# thinkin of gettin me a piranha



## smokinbubbles (Mar 25, 2005)

well i have wanted piranhas in the past but really have never gotten around to it becasue i can't get em in georgia and i really don't want to pay 25 bucks for shipping one and don't want to drive a state over. right now i have been lookin to orderin a piranha but i want one that is a complete badass, one that can't even live in shoals casue they can't stand eachother. im lookin to spend about 100 bucks but cheaper woud be better. also tell me how big they get casue i really don't want to geta piranha that has to live ina huge home 150+ casue i already have a 150 and i have to get a 300 for a sinle fish to live in in the near future. thanks yall

J-Rod


----------



## Ammo5254 (Feb 23, 2005)

Elongatus...They are CRAZYYYYYYYYYYYYYYY....They will be a little more than 100 bucks but WELL worth the money!


----------



## Altuvie631 (Jul 7, 2005)

with a 150 gal you can get almost any kind of piranha i would suggest the Altuvie or the elong but if you want a big fish go with a black


----------



## smokinbubbles (Mar 25, 2005)

thanks guys

yeah i was kinda leaning towards a black piranha but just want to klnow if there is anything more badass that isn't that much more. oh and i don't want to have to get another 150, the 150 i have now is occupied. what about a 75 or would that be to small? thanks again.

J-Rod


----------



## rbp 4 135 (Mar 2, 2004)

Do NOT GET A PIRANHA if you want an aggressive fish. aggressive rannas are few and far between. get a cichlid. for you tank i would get a male midas, COMPLEETLY bad ass.


----------



## King Oscar (Apr 5, 2005)

rbp 4 135 said:


> Do NOT GET A PIRANHA if you want an aggressive fish. aggressive rannas are few and far between. get a cichlid. for you tank i would get a male midas, COMPLEETLY bad ass.
> [snapback]1110930[/snapback]​











yup i was gonna say that


----------



## fung88 (Feb 3, 2005)

I don't understand why you cichlid fans are here. This is a piranha forum ..if you think ur cichlids are so badass then go bak to your cichlid forum!


----------



## kove32 (Oct 26, 2004)

Exactly he asked for a PIRANHA.. wow..

Anyway, if you don't want a shoal I would get probally a black for that big of a tank. Either that or a Elongatus would be sweet.


----------



## kove32 (Oct 26, 2004)

Exactly he asked for a PIRANHA.. wow..

Anyway, if you don't want a shoal I would get probally a black for that big of a tank. Either that or a Elongatus would be sweet.


----------



## benJii (Feb 17, 2005)

god yet another getting a rhom......well get a elong way cooler


----------



## rbp 4 135 (Mar 2, 2004)

he asked for something aggressive, which the vast majorit of p's are not.


----------



## lightning2004 (Jun 25, 2005)

smokinbubbles said:


> thanks guys
> 
> yeah i was kinda leaning towards a black piranha but just want to klnow if there is anything more badass that isn't that much more. oh and i don't want to have to get another 150, the 150 i have now is occupied. what about a 75 or would that be to small? thanks again.
> 
> ...


IRRITAN will live for life in a 55 but a 75 will only make it more happy..and badass monster is a understatement..i belive more aggressive then elongs..


----------



## jaejae (Apr 16, 2005)

Irritans are the sociopaths of the piranha world!!! I mean absolutely crazy wielding an axe and wanting to chop up everything!!!

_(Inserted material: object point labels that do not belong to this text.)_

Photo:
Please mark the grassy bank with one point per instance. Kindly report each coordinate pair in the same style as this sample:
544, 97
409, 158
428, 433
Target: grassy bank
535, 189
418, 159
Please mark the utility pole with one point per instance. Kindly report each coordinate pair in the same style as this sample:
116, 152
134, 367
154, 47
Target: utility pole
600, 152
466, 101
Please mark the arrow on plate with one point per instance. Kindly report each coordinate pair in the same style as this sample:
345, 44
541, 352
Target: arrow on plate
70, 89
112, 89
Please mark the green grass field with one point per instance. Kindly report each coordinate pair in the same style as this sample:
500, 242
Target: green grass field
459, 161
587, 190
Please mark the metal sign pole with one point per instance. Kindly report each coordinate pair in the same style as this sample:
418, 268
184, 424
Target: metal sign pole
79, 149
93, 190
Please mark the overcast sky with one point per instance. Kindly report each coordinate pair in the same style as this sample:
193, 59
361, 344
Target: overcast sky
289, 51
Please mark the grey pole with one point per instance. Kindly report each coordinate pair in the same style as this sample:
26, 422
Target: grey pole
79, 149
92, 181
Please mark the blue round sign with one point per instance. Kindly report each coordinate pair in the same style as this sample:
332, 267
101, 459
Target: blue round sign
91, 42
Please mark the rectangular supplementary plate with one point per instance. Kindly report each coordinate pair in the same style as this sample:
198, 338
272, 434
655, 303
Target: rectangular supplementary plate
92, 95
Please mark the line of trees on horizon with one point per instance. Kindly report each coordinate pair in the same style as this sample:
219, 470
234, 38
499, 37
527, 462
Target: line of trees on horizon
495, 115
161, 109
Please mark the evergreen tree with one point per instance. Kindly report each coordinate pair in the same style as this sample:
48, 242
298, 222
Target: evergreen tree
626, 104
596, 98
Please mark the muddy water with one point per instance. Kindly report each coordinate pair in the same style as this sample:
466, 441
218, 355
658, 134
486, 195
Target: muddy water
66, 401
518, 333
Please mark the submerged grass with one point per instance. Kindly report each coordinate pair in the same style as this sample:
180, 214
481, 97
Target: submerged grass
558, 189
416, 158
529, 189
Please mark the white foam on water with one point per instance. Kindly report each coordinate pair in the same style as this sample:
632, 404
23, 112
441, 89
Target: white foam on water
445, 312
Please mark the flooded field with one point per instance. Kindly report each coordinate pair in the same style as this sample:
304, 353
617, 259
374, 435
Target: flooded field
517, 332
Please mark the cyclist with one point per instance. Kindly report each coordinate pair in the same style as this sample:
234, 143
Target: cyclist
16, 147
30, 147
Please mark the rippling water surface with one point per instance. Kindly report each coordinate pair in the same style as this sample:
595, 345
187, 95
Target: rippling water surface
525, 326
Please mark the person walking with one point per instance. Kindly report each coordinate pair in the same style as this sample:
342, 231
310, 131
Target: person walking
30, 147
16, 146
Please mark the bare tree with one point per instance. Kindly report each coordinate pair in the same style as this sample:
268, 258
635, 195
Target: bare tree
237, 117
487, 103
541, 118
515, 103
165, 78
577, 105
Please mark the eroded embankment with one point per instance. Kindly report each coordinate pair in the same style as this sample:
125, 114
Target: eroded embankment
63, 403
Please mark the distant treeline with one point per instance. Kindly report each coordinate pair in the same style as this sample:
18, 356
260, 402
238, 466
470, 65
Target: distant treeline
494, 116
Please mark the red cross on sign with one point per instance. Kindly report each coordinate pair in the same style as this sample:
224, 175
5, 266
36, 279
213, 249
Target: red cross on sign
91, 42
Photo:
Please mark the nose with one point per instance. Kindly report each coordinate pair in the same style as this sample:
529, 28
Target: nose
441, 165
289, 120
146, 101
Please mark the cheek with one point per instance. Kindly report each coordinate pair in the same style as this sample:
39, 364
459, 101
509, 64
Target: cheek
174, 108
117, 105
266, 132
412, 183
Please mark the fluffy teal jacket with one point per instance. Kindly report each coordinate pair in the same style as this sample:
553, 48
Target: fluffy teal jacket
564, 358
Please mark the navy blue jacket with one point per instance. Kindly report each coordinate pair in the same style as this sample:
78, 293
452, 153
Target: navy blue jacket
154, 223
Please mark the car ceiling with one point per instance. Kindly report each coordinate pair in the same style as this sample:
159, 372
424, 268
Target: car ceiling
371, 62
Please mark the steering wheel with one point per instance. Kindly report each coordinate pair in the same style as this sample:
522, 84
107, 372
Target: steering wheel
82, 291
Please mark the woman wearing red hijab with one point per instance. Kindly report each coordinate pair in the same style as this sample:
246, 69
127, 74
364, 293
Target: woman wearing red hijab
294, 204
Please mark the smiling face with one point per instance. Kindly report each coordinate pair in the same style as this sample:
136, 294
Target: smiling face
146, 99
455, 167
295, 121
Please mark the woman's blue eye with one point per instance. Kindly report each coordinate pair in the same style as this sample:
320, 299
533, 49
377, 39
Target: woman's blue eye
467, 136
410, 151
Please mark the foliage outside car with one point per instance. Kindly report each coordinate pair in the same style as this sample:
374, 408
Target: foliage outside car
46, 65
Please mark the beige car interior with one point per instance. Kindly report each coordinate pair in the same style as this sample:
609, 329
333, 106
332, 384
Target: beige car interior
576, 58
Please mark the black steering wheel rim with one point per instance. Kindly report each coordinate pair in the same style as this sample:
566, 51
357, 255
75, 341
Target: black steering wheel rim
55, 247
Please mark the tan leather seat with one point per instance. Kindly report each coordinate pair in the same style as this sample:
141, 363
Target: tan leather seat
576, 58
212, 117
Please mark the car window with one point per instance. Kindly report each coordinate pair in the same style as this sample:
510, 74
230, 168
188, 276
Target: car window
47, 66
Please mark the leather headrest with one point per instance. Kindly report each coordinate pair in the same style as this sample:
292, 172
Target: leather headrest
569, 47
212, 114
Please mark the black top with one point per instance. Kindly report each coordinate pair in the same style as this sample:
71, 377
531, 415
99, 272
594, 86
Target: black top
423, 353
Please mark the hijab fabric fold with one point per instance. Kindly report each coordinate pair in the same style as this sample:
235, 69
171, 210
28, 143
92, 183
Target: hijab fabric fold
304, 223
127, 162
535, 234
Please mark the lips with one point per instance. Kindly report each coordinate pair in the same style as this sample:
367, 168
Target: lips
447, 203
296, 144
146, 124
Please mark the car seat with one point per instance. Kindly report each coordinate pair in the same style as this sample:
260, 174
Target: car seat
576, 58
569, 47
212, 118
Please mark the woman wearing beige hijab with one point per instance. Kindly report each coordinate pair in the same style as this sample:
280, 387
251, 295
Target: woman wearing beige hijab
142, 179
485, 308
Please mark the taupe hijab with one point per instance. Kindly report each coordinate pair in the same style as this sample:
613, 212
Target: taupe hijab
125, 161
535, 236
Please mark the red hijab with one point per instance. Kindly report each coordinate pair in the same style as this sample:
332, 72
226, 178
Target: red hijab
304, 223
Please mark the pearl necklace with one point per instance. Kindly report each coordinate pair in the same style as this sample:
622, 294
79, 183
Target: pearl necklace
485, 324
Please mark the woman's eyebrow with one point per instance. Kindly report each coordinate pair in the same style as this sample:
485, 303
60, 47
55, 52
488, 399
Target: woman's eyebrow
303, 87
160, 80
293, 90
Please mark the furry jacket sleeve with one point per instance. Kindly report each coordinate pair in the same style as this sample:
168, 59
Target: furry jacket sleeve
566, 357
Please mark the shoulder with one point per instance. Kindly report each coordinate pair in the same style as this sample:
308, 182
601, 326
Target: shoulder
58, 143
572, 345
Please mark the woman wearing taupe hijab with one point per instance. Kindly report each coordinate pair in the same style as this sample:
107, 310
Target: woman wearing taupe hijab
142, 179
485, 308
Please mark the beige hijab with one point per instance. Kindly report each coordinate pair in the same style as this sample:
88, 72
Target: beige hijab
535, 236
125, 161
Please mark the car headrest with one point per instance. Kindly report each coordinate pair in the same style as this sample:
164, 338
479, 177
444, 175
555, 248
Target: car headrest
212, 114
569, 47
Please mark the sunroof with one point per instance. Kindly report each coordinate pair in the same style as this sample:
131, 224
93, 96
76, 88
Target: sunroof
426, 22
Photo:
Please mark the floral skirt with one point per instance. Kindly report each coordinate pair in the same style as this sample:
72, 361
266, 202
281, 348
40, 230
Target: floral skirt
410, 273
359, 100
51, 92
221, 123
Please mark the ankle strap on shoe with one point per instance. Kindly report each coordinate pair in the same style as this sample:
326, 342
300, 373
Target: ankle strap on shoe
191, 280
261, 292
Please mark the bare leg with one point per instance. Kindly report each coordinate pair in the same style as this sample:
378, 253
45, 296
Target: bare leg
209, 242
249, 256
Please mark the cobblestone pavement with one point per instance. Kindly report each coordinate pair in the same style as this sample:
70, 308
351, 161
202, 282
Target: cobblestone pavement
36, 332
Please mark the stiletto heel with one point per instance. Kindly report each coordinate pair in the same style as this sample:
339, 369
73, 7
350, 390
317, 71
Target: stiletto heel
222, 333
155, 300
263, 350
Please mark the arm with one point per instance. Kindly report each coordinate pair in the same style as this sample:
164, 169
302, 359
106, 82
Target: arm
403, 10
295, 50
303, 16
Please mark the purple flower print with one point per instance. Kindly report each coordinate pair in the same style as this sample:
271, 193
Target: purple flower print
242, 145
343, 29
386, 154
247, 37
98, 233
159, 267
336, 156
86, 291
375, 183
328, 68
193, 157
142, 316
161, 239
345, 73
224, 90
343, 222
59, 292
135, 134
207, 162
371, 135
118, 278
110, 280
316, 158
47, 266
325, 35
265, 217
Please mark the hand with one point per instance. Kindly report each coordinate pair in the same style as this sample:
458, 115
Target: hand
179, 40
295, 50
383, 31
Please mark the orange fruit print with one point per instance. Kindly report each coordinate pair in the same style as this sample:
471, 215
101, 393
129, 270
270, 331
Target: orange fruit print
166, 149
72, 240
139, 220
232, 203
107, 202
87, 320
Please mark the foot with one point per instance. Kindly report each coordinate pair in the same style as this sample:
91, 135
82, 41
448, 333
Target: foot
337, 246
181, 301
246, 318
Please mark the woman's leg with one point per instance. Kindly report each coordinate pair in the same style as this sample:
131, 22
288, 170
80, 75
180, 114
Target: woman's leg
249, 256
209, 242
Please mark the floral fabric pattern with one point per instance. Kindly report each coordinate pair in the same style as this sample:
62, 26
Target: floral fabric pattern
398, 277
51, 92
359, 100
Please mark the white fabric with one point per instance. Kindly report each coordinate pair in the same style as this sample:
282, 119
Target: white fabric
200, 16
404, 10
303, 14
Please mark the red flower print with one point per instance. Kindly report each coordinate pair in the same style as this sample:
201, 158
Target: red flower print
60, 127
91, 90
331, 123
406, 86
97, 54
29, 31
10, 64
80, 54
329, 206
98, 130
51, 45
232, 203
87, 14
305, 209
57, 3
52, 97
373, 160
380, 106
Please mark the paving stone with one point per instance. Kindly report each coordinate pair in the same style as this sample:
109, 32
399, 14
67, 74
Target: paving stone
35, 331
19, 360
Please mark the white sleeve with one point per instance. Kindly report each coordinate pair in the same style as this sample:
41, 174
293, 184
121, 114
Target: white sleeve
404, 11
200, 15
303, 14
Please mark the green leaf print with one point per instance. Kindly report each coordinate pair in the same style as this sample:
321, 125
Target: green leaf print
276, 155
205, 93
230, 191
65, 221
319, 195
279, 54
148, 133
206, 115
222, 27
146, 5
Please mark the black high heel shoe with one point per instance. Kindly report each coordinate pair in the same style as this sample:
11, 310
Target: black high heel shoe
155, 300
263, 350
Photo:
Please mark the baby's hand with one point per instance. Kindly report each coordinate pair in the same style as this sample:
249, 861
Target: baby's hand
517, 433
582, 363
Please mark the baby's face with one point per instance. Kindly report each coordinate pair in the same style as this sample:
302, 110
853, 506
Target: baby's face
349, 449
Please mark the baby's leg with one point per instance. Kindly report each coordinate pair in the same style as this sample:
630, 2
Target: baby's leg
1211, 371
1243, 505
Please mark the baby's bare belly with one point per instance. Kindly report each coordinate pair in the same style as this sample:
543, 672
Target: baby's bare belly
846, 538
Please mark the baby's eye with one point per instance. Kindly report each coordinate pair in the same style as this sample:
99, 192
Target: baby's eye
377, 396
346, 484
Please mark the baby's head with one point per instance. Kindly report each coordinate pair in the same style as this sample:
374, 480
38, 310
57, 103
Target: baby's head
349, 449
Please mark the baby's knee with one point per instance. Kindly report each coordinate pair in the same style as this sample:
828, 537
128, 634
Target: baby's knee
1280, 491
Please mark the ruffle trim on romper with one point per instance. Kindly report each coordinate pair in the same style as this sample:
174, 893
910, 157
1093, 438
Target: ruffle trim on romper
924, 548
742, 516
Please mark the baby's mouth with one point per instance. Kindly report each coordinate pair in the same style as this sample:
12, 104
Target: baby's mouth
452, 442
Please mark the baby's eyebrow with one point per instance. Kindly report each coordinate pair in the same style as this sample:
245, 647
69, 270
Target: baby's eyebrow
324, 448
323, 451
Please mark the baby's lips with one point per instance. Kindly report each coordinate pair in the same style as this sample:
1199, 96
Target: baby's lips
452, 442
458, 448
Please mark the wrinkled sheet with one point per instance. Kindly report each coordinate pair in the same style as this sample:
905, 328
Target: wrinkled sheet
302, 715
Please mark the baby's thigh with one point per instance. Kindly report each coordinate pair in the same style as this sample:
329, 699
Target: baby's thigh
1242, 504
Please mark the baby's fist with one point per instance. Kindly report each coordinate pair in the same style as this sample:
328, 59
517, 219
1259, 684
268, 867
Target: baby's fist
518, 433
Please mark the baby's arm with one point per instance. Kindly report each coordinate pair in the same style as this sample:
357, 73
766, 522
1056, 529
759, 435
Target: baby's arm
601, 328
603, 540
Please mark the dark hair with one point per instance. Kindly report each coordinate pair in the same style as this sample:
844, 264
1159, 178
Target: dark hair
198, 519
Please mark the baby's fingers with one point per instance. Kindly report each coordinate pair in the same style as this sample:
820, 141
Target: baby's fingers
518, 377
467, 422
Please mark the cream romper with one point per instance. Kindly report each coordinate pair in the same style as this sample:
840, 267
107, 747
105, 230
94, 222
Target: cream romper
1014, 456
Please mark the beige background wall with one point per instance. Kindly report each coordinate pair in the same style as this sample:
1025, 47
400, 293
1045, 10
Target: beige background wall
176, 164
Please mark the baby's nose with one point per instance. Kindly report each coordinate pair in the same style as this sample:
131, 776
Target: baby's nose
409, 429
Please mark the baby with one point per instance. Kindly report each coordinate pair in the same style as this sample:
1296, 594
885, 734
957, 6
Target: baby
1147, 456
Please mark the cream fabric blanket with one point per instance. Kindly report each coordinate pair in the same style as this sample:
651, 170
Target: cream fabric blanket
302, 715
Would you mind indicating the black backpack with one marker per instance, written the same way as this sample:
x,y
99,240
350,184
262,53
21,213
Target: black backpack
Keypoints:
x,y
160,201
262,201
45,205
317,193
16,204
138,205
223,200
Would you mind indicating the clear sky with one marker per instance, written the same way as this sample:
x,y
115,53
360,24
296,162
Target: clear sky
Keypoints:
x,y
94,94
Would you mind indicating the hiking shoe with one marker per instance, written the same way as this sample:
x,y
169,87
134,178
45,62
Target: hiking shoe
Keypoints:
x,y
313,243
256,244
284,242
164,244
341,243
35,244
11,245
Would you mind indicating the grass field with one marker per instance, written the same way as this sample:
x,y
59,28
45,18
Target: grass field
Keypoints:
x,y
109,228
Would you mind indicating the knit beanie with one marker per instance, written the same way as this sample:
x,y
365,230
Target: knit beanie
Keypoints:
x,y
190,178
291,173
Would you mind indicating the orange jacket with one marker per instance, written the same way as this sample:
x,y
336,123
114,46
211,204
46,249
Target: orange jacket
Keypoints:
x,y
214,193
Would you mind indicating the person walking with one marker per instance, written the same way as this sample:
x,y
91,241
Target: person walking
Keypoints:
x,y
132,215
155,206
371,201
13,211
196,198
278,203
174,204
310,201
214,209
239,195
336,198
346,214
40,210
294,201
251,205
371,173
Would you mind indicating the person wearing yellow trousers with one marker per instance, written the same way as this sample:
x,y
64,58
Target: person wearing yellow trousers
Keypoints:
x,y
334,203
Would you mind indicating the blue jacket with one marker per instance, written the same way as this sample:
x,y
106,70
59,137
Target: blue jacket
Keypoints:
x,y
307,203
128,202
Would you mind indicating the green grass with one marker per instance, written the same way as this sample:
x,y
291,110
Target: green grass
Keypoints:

Go with an irritan, but then again you never know, you may end up getting a dud!!!

It just depends! Anyway...goodluck and tell us what you decided on!


----------



## lightning2004 (Jun 25, 2005)

i have yet to hear a dud with irritans..but you never know what your gona get with p's..


----------



## smokinbubbles (Mar 25, 2005)

thanks guys im goint o see what i can do. about the cichlids, i don't like em. yeah flowerhorns are pretty cool and i wouldn't mind gettin one but i just don't like em. i have had 2 oscars that were both over a foot long that lived over 10 years so im not really lookin to get any other cichlids.

J-Rod


----------



## pinchy (Jun 3, 2004)

get 3 caribe for that tank


----------